South Africa is the fifty-fifth stop for this exhibition. After the opening in New York in 2015, it has now enjoyed what has nearly become a world tour, many of the venues being important photography festivals in countries including China, Nigeria, Australia, Guatemala and Bosnia and Herzegovina.
In bringing this exhibition to Cape Town the hope is that we can start our own inquiry into wealth inequality and be encouraged to constructively add to what Little had intended and initiated - a dialogue. Countless exhibitions hosted both nationally and internationally have addressed and denounced poverty, while few have investigated privilege. What sets Little’s exhibitions apart is that he deliberately chose to not investigate inequality through the lens of poverty.
South Africa is one of the most unequal societies in the world. Once known as a rainbow nation, with a democratically elected government, inequality continues to drive a widening wedge into our society with phrases like white privilege and decolonization becoming part our every day talk. Ironically this exhibition features no South African photographer (the only South African born photographer who was included in the original exhibition in New York did not want to participate in the exhibition in Cape Town).

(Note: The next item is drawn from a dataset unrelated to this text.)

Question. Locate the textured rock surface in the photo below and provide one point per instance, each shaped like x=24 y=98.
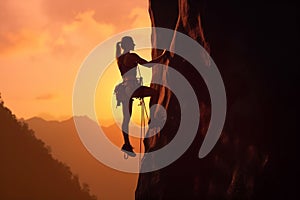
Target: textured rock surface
x=243 y=163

It is rare that the history of an exhibition space contributes to the narrative of an exhibition. In the case of the Chavonnes Battery Museum it cannot be ignored. The museum is home to the archaeological ruins of a VOC (United East Indian Company) fort that had been buried for 140 years. The VOC was formed as a combination of mercantile organizations in 1602, when the Dutch government granted it a twenty one year monopoly on the Dutch spice trade. It is recognized to be the first multi-national and first chartered company to issue shares. It grew to become the largest trading and transport enterprise in the world before it was liquidated in 1795. Buried in 1860 when the harbour was built, the Battery was re-discovered in 1999 when BOE relocated to the V&A Waterfront which is currently the offices of Nedbank Private Wealth.
Little shares the genesis and details of how his exhibition developed in his curatorial statement which is presented in this exhibition space. His goal for this exhibition is also clear: “I want to reach as many people as possible: liberal and conservative, rich and poor, here and abroad,” Little says. “If you are at all concerned that the top one percent owns fifty percent of global wealth, or that six members of the Walton family own more wealth than the bottom forty percent of America, then this is the show for you.”

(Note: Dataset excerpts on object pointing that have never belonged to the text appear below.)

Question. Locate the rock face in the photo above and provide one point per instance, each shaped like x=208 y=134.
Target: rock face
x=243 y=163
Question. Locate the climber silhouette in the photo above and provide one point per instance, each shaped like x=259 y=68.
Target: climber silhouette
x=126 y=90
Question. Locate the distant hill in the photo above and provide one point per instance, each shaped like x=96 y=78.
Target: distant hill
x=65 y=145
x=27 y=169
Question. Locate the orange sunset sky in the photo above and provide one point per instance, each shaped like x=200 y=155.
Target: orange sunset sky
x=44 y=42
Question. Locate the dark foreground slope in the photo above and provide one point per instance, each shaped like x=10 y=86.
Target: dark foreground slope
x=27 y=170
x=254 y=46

This exhibition has a potential audience reach of 99% of the world’s population; how then as cultural workers can and do we affect change? What is the worth of dialogue, and how does dialogue translate into change? Would this exhibition, after having been to fifty five venues across the world, have changed anything?
Indeed it has, by providing a visual reference of what privilege looks like - a rare view of a skewed world.
Ultimately this exhibition is a celebration of the medium of photography; a medium that is powerful, accessible and as Little likes to say “easily consumable” in spite of the fact that it attempts to raise public awareness about the deplorable state of our world. This dichotomy is exactly what makes photography such a powerful medium. Collectively, this collection of photographs through a zigzag of multiple modes of expression, present a composite image of what is considered the great moral issue of our time. We are extremely grateful to Myles Little and all the participating photographers who have so generously agreed to be part of this dialogue in Cape Town.
This is an invitation to now engage in this dialogue of privilege.